Search code examples
c++gccoptimizationcomplex-numbers

Why is __muldc3 called, when two std::complex are multiplied?


I naively assumed, that the complex number multiplication would be inlined by the compiler, for example for this function:

#include <complex>

void mult(std::complex<double> &a, std::complex<double> &b){
    a*=b;
}

However, when complied by gcc (with -O2), the resulting assembler is surprising (at least for me):

mult(std::complex<double>&, std::complex<double>&):
        pushq   %rbx
        movsd   8(%rdi), %xmm3
        movsd   (%rdi), %xmm2
        movq    %rdi, %rbx
        movsd   8(%rsi), %xmm1
        movsd   (%rsi), %xmm0
        call    __muldc3
        movsd   %xmm0, (%rbx)
        movsd   %xmm1, 8(%rbx)
        popq    %rbx
        ret

There is a call to this function __multdc3, which somehow replaced the call to the operator*= (its mangled name would be _ZNSt7complexIdEmLIdEERS0_RKS_IT_E and the complex number would be passed per reference).

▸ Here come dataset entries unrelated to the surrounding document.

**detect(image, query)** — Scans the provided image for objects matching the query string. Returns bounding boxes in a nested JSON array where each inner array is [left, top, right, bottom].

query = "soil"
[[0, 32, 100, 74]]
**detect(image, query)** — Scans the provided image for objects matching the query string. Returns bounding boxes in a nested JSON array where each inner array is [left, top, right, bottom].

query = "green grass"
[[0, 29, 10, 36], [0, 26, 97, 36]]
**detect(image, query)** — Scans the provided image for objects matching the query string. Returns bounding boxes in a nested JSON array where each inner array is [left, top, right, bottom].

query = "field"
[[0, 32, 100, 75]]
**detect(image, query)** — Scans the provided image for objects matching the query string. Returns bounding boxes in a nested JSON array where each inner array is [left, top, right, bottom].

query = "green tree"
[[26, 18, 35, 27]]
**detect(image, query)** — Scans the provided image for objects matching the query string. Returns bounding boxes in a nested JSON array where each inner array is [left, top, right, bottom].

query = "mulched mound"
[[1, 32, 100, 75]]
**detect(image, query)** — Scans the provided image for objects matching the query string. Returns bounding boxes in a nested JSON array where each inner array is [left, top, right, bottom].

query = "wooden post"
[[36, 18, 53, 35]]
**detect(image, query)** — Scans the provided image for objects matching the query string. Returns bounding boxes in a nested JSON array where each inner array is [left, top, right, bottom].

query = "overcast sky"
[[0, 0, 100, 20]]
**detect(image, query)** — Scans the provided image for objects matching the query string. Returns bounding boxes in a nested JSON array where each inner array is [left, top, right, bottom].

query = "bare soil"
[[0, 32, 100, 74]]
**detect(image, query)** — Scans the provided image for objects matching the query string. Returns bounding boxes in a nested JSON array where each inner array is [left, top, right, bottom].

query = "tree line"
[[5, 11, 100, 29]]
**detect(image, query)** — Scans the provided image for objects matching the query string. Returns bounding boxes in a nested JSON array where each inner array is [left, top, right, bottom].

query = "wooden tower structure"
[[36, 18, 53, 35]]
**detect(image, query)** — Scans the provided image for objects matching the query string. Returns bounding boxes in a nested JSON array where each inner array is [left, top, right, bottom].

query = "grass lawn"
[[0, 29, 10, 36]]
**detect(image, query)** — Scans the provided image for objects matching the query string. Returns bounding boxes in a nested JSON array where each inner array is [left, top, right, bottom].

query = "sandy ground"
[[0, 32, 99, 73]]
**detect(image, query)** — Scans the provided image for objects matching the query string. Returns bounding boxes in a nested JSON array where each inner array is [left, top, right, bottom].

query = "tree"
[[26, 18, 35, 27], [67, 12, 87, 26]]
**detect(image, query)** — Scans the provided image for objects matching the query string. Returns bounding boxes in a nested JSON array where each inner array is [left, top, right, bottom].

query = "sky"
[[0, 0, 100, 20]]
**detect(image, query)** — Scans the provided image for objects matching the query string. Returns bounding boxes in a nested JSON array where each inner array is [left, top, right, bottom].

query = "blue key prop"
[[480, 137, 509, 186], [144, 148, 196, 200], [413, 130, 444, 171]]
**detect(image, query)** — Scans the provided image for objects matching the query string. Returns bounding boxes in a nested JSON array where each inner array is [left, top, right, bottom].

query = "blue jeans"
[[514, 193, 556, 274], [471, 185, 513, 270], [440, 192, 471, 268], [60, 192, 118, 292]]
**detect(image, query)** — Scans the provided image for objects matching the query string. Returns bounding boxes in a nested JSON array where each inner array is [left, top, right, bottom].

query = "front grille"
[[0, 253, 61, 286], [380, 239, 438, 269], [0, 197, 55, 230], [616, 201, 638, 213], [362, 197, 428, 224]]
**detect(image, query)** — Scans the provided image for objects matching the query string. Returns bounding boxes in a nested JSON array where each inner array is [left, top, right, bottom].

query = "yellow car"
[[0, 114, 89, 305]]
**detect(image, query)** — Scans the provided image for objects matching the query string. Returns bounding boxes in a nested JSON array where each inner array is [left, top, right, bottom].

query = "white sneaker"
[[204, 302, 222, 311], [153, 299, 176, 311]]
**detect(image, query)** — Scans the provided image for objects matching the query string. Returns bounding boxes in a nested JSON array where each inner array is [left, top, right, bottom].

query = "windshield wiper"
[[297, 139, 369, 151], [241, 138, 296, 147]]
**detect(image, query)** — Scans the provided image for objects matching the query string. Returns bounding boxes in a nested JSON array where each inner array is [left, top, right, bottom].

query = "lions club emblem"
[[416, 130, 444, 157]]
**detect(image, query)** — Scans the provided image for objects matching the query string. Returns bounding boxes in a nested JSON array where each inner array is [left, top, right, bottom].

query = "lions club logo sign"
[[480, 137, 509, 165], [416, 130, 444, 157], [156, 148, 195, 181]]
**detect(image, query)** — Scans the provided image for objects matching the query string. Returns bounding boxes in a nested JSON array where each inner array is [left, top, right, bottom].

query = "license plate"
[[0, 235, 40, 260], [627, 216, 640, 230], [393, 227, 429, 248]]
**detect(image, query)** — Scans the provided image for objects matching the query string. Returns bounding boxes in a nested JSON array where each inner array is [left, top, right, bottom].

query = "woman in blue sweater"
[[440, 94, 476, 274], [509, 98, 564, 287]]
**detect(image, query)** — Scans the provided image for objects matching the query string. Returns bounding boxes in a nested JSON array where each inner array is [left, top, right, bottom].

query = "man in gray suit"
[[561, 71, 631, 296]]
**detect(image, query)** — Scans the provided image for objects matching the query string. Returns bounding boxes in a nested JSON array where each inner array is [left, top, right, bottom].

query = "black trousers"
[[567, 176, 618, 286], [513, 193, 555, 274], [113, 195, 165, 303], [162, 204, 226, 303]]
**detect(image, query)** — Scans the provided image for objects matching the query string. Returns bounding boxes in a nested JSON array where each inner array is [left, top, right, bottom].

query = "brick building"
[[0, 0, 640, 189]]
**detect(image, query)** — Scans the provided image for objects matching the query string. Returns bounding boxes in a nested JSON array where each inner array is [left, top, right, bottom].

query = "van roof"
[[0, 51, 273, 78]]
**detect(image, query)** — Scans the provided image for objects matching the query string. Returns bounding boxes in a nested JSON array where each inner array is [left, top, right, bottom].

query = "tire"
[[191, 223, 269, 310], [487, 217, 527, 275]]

However, there seems to be nothing special in the implementation of the operator*= which would explain the magic:

// 26.2.5/13
  // XXX: This is a grammar school implementation.
  template<typename _Tp>
    template<typename _Up>
    complex<_Tp>&
    complex<_Tp>::operator*=(const complex<_Up>& __z)
    {
      const _Tp __r = _M_real * __z.real() - _M_imag * __z.imag();
      _M_imag = _M_real * __z.imag() + _M_imag * __z.real();
      _M_real = __r;
      return *this;
}

I must be missing something, thus my question: What is the reason for the resulting assembler?


Solution

  • You should note that it is, strictly speaking, "wrong" to implement the complex floating point multiplication by the formula

    (a+i*b)*(c + i*d) = a*c - b*d + i*(b*c + a*d)
    

    I write wrong in quotes, because the C++ standard does not actually require correct implementation. C does specify it in the some appendix.

    The simple implementation does not give correct results with Inf and/or NaN in the input.

    consider (Inf + 0*i)*(Inf + 0*i): Clearly, for consistent behavior, the result should be the same as for real floating point, namely Inf, or (Inf + 0*i), respectively. However, the formula above gives Inf + i*NaN.

    So I could imagine that __muldc3 is a longer function that handles these cases correctly.

    When the call goes away with -ffast-math then this is most likely the explanation.